His footsteps receded, and I took my first easy breath since I heard his voice.
“Rue,” he whispered for my ears alone. “You can’t run forever.”
The door opened, triggering a chorus of ghostly moans Arden must have rigged, then shut behind him.
Only after Camber gave me the all clear did I draw my legs into my chest and rest my face on my knees.
Slender arms encircled me as Arden knelt beside me. “Who was that guy?”
“The boyfriend?” Camber sat across from us and rested her hand on my thigh. “He found you?”
Of all the lies I told when I moved here, I regretted spreading the story about running from an abusive ex the most. The cover had done its job, rallied my neighbors behind me. They looked out for me, giving me extra eyes on strange vehicles spotted on our dirt road, lurking near my house, or passing through town.
Their aid allowed me to stay in one place, to put down the shallowest of roots, but it wasn’t freely given.
I had stolen it, and I couldn’t give it back.
The store had been a mistake. I saw that now. I thought I was safe. Clearly, I was wrong.
“He left you this.” Camber passed me the card. “It’s blank.”
Black ink spilled across its face in curling handwriting for my eyes only.
Special Agent Asa Montenegro
Black Hat Bureau
“You’re shivering.” Arden put her arm around my shoulders. “This is our fault, isn’t it?”
“We pushed you into a physical location.” Camber lowered her head. “That’s how he found you.”
“We don’t know that.” I used the counter to pull myself to my feet. “Girls, this isn’t your doing.”
I ought to have known better, I did know better, but I also wanted to pretend this was my real life.
“What will you do?” Camber stared out the glass storefront. “What should we do?”
“I’m going to pretend this didn’t happen.” I shredded the card into tiny pieces to void its tracking spell. A fire would have worked best, but the agent already knew this location. The trash was safe enough. “That goes for you too.” Black Hats were forbidden to harm humans. “He said he’s in town for the day, right?”
“Yeah.” Arden shuffled in place. “You should go home once the coast is clear. Maybe stay there a few days.”
“I wouldn’t want that creep to catch you out in town,” Camber agreed, “or to follow you home.”
Closing my eyes, I pictured my go bag, the one I kept in the closet by the front door.
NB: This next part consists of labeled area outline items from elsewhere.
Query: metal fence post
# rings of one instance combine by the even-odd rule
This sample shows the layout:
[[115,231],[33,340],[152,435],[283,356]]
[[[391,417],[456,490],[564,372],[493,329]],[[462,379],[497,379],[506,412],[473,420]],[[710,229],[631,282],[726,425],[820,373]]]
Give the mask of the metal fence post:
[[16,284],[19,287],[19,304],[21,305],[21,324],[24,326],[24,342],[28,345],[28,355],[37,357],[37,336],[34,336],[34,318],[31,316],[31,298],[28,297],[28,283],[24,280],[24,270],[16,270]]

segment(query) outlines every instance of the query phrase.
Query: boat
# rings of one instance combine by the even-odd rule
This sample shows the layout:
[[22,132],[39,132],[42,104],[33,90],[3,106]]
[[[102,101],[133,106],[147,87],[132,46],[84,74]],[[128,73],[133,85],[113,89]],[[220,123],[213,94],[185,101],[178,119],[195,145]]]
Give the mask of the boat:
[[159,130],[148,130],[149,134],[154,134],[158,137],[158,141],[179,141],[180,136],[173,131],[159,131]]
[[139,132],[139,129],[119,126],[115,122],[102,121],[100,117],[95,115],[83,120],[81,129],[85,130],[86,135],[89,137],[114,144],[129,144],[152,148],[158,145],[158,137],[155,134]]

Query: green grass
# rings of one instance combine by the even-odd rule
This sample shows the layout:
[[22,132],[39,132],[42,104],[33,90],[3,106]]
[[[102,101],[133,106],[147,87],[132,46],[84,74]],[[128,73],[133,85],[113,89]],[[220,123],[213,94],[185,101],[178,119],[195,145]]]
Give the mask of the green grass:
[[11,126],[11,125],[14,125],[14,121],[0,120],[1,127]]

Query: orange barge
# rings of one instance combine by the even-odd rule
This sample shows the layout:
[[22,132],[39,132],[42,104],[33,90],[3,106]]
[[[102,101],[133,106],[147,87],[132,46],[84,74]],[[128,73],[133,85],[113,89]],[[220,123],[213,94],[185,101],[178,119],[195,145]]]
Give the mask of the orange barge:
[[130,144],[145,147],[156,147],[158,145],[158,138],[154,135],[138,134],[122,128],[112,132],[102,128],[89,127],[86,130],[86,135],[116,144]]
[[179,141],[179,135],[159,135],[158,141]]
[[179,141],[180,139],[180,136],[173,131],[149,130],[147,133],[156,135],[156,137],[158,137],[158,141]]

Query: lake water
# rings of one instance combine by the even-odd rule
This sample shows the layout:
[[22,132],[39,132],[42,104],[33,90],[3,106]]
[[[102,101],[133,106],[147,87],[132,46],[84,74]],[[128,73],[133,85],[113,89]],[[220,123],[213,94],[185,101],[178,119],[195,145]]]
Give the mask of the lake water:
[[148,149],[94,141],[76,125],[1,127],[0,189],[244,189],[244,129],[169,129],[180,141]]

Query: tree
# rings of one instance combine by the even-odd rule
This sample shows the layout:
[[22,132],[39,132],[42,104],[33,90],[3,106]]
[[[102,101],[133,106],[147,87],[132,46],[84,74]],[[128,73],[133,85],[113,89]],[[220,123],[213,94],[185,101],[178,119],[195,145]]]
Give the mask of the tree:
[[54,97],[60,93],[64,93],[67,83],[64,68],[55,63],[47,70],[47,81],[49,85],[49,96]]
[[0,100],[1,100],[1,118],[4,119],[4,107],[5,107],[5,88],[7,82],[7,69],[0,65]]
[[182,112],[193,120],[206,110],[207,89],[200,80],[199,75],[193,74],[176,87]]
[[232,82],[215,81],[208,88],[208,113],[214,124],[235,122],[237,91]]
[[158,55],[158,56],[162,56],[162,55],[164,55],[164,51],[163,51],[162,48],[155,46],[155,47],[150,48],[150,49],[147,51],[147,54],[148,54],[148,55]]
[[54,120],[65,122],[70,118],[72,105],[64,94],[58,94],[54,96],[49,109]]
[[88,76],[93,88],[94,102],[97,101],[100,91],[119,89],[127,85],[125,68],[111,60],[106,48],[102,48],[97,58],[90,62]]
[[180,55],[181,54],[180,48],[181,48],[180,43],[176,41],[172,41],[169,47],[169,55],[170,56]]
I had money in the front pocket, three changes of clothes, a pair of shoes, an athame, a spell kit, and pollen for my familiar.
I could rush home, pick it—and her—up, and disappear again.
All it would cost me was everything I had built in the last four years.
“I need to think.” I had to settle on an exit strategy if this went south. “Can you guys handle the store?”
“Weird that you should ask.” Camber tilted her name tag toward me. “It says here I’m a manager.”
“Whoa.” Arden flashed hers at me. “I got one too.” She dropped her mouth open. “We must have both put quarters in the same bubble gum machine.”
“Maybe it was a misprint,” I countered, “and your boss was too cheap to correct the problem.”
“Then our boss really shouldn’t have cut us both keys too.” Camber shoved me toward the back. “Shoo.”
“Go home,” Arden urged me. “Take a bubble bath, drink some wine, and think about next steps.”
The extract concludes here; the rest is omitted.